RESULTS: The normal rat liver expressed activin A mRNA and protein, and its expression was transiently decreased and became undetectable after carbon tetrachloride injections for 2 or 3 weeks and then increased gradually. After injection of carbon tetrachloride for 6 and 7 weeks, activin A mRNA and protein expressions were significantly enchanced in rat liver. Compared with that of the normal rat liver. Activin A mRNA expression levels in rats receiving carbon tetrachloride injections for 6 and 7 weeks were 1.6 and 2.2 times that of those in normal rat liver respectively (0.456 ± 0.094 vs 0.286 ± 0.0670, P < 0.01; 0.620 ± 0.134 vs 0.286 ± 0.0670, P < 0.01). Immunohistochemistry showed that activin A expressed in hepatocytes of normal liver, and its expression was decreased in rats receiving carbon tetrachloride for 2 or 3 weeks. Compared with normal liver, activin A expression distribution mode changed in fibrotic liver, being increased significantly in hepatocytes around fibrotic areas.

CONCLUSION: Activin A expression was increased in late stage of hepatic fibrosis, and this may be involved in hepatic fibrosis formation in this period.

Key Words: liver cirrhosis, transforming growth factor beta, carbon tetrachloride, polymerase chain reaction, immunohistochemistry, RNA, messenger



INTRODUCTION

Many researchers have tried to elucidate the pathogenesis of hepatic fibrosis[1-11]. Multiple studies have proved that cytokines play a vital role in this process, especially transforming growth factor β (TGF-β ) superfamily[12-21]. Activins are newly found multifunctional proteins that belong to the TGF-β superfamily[22]. There are three kinds of activins, A (βAβA), B(βBβB) and AB(βAβB), which are hetero/homodimers closely related β-subunits of inhibin (βA and βB)[23]. Discovered by virtue of their capacity to stimulate production of follicle-stimulated hormone (FSH) from pituitary gland, activins have widespread anatomical distribution and are implicated in the regulation of many biological processes, including proliferation and differentiation of various types of cells[24]. In liver, ACT A inhibits growth of heptocytes and induces apoptosis, but promotes mesenchymal proliferation and extracellular matrix (ECM) production, and these effects are similar to those of TGF-β[25-27]. Activins and TGF-β may implicate in development of hepatic fibrosis jointly.

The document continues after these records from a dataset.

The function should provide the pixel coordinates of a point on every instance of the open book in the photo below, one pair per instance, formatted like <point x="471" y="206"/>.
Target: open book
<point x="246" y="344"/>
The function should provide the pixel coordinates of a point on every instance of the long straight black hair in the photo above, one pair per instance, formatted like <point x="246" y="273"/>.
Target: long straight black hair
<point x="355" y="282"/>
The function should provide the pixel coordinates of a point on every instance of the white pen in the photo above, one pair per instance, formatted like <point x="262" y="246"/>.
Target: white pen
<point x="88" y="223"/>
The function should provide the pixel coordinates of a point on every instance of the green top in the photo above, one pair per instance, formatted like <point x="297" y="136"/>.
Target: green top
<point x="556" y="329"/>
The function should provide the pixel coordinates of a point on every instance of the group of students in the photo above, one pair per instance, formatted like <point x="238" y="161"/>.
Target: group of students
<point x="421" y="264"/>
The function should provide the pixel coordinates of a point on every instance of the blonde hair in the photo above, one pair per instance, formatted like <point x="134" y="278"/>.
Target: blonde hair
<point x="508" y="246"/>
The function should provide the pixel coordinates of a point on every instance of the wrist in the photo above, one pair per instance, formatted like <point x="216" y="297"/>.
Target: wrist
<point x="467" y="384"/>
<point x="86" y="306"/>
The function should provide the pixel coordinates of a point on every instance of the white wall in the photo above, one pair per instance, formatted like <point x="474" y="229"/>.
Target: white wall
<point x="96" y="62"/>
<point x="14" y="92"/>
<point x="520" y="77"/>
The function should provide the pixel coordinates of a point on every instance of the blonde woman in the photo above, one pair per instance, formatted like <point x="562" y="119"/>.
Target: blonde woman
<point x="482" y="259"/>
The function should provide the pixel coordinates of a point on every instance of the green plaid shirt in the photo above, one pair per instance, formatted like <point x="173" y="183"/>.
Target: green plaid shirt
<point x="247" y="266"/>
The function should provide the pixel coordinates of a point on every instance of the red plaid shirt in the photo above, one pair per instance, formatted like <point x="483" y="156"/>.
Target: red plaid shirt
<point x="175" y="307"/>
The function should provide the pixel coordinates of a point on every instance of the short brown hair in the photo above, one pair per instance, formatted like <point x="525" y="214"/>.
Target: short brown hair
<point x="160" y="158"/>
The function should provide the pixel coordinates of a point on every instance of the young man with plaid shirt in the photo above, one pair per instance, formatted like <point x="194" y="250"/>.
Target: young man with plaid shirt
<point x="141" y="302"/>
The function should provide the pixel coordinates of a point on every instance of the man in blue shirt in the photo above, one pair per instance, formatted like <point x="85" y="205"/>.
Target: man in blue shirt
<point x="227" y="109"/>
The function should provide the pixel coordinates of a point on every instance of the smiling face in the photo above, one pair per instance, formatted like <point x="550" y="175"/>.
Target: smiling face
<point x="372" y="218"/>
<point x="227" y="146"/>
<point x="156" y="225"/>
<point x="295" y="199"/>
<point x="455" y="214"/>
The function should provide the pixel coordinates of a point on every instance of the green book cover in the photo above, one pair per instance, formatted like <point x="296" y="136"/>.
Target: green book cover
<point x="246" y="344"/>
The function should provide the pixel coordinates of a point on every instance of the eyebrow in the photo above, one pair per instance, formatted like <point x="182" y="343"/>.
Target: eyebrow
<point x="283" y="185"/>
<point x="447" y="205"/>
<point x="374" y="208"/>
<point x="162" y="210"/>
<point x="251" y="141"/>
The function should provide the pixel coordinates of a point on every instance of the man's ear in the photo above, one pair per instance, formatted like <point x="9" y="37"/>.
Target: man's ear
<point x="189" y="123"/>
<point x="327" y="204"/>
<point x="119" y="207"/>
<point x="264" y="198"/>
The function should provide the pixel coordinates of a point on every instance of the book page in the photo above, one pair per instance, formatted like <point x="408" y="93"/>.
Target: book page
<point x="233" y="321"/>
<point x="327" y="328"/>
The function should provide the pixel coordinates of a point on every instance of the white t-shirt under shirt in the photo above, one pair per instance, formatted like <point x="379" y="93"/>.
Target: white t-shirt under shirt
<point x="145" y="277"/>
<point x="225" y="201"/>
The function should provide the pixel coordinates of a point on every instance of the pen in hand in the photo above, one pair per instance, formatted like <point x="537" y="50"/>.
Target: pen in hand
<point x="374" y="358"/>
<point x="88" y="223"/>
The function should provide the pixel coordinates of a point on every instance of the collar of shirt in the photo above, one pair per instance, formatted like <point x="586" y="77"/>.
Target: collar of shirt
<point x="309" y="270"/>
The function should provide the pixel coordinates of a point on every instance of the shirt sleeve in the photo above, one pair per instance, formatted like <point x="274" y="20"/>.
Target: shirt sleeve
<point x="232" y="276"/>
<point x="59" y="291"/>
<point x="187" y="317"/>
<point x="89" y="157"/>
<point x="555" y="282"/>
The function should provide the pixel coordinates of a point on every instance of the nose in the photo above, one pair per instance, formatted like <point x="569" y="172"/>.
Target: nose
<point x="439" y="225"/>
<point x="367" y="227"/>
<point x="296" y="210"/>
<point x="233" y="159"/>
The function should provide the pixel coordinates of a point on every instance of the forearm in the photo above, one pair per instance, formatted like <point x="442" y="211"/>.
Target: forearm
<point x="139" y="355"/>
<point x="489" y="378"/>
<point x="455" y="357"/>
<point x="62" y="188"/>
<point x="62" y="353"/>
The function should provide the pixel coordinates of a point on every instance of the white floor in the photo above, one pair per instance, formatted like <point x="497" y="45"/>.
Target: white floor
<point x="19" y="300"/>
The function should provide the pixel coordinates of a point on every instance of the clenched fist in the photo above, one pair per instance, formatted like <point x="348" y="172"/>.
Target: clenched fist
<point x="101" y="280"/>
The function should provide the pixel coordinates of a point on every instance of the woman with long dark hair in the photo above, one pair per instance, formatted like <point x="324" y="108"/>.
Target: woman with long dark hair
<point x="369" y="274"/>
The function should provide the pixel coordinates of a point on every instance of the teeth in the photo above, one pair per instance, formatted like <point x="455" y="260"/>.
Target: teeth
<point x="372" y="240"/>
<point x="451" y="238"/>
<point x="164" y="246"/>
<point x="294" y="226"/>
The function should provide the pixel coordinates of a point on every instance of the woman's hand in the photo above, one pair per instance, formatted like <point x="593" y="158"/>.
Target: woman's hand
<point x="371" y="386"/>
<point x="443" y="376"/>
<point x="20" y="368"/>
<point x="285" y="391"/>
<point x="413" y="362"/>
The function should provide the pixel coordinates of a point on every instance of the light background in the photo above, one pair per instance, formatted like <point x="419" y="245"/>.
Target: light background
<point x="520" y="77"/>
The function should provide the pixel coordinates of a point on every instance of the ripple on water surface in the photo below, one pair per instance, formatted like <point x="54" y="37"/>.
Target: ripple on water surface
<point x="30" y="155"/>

Sugiyama et al[27] have demonstrated that activin A expression was significantly enhanced in cirrhotic and fibrotic rat livers induced by dimethylnitrosamine (DMN) and porcine serum. However, there has been no consensus of opinion about activin expression changing mode and its cell origins in fibrotic rats liver yet, for some researchers have got different results from those of Sugiyama. By means of RT-PCR and immunohistochemstry, we have examined the activin A expression mode in carbon tetrachloride (CCl4) induced fibrotic rat liver.

MATERIALS AND METHODS
Animals

Adult male Sprague Dawley rats, weighing 180 g-210 g, were obtained from Shanghai Experimental Animal Institute of the Chinese Academy of Sciences. Hepatic fibrosis rat model was created by subcutaneous injections of CCl4[28-36]. Altogether 72 rats were used. They were randomly divided into the normal control group (6 rats) and model group (64 rats). For the model group rats, CCl4 olive solution (40% CCl4) was injected subcutaneously at a dose of 0.4 mL/100 g twice a week. A double dose was used for the first injection. A same volume of saline was injected in normal control group animals. For study by lots every week (from the 1st to 7th week), 72 hours after last injection of CCl4, 6-10 model group rats were sacrificed. One portion of each liver was immediately frozen in liquid nitrogen for RNA extraction, and the remainder was fixed with 10% (vol/vol) formalin for van Gieson (VG) staining or immunostaining.

Immunohistochemistry

Deparaffinized 5 μm thick liver sections were washed three times with phosphate-buffered saline (PBS; pH7.4), incubated in endogenous peroxidase blocking solution (Immunostain EliVision Kit, Maxim Biotech, Inc), and then treated with 0.01 M citrate buffer pH6.0 for 10 minutes in a microwave oven at 650 W. Non-specific-antibody binding was blocked by pretreatment with PBS containing 0.5% bovine serum albumin (fraction V powder, Sigma). Sections were then rinsed in PBS and incubated overnight at 4 °C with diluted monoclonal antibody against activin βA subunit (Serotic, UK) at 1:100 in PBS followed by three washes in PBS containing 0.05% Tween-20. The steps were performed using Immunostain EliVision kit according to the manufacturer’s instructions. Sections were stained with 3,3’-diaminobenzidine tetrahydrochloride (DAB) as a chromogen. The slide was rinsed with distilled water, counterstained with hematoxylin, dehydrated, air dried, and mounted. The negative control slides were treated with nonspecific mouse IgG. The sections were examined under light microscopy.

Preparation of RNA

Total RNA was extracted from liver tissues according to the guanidinium isothiocyanate single-step methods (Kit from Watson Biological Inc, Shanghai). The RNA concentration of each sample was estimated by measuring the absorbance at 260 nm.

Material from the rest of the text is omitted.